June 12, 2024
Summary: In this tutorial, you will learn how to split wide tables in PostgreSQL.
Table of Contents
Introduction
Consider all the attributes of an entity that has rows that are too wide for good performance. Look for some theme or principle to divide them into two groups. Then split the table into two tables, a primary table and a companion table, repeating the primary key in each one.
The shorter rows allow you to query or update each table quickly. For example, we have a table defined as following:
CREATE TABLE orders (
order_num integer primary key,
order_date date,
customer_num integer,
ship_instruct varchar(40),
ship_date date,
ship_weight decimal(8,2),
ship_charge money(6,2),
paid_date date);
Division by Bulk
One principle on which you can divide an entity table is bulk. Move the bulky attributes, which are usually character strings, to the companion table. Keep the numeric and other small attributes in the primary table. In the above example, you can split the ship_instruct column from the orders table. You can call the companion table orders_ship. It has two columns, a primary key that is a copy of orders.order_num and the original ship_instruct column.
Division by Frequency of Use
Another principle for division of an entity is frequency of use. If a few attributes are rarely queried, move them to a companion table.

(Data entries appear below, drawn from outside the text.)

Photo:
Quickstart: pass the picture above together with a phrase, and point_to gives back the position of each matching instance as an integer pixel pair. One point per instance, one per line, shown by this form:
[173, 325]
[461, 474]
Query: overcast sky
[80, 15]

In the above table, for example, perhaps only one program queries the ship_instruct, ship_weight, and ship_charge columns. In that case, you can move them to a companion table.
Division by Frequency of Update
Updates take longer than queries, and updating programs lock data pages and rows of data during the update process, preventing querying programs from accessing the tables. If you can separate one table into two companion tables, one with the most-updated entities and the other with the most-queried entities, you can often improve overall response time.

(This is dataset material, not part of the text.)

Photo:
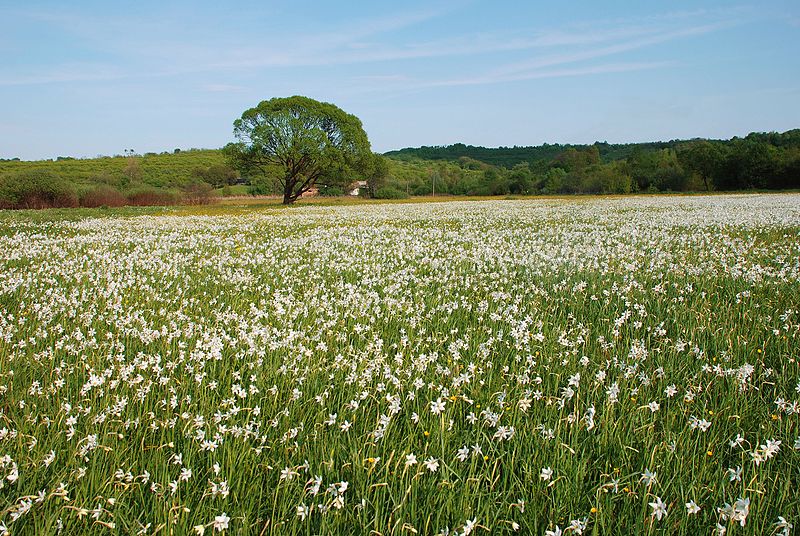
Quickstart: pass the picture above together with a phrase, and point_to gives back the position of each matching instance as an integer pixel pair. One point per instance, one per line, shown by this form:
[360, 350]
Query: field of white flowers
[558, 367]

PostgreSQL MVCC works by saving an internal copy of updated or deleted rows (also called tuples) until a transaction is either committed or rolled back. This saved internal copy is invisible to users. However, table bloat can occur when those invisible copies aren’t cleaned up regularly by the VACUUM or AUTOVACUUM utilities. You can separate the frequently updated columns into an individual table, to save storage costs and speed up your database system.
Performance Costs of Splitting Tables
Splitting a table uses extra disk space and adds complexity. Two copies of the primary key occur for each row, one copy in each table. Two primary-key indexes also exist.
You must modify existing programs, reports, and forms that use SELECT * because fewer columns are returned. Programs, reports, and forms that use attributes from both tables must perform a join to bring the tables together.
In this case, when you insert or delete a row, two tables are altered instead of one. If you do not coordinate the alteration of the two tables (by making them within a single transaction, for example), you lose semantic integrity.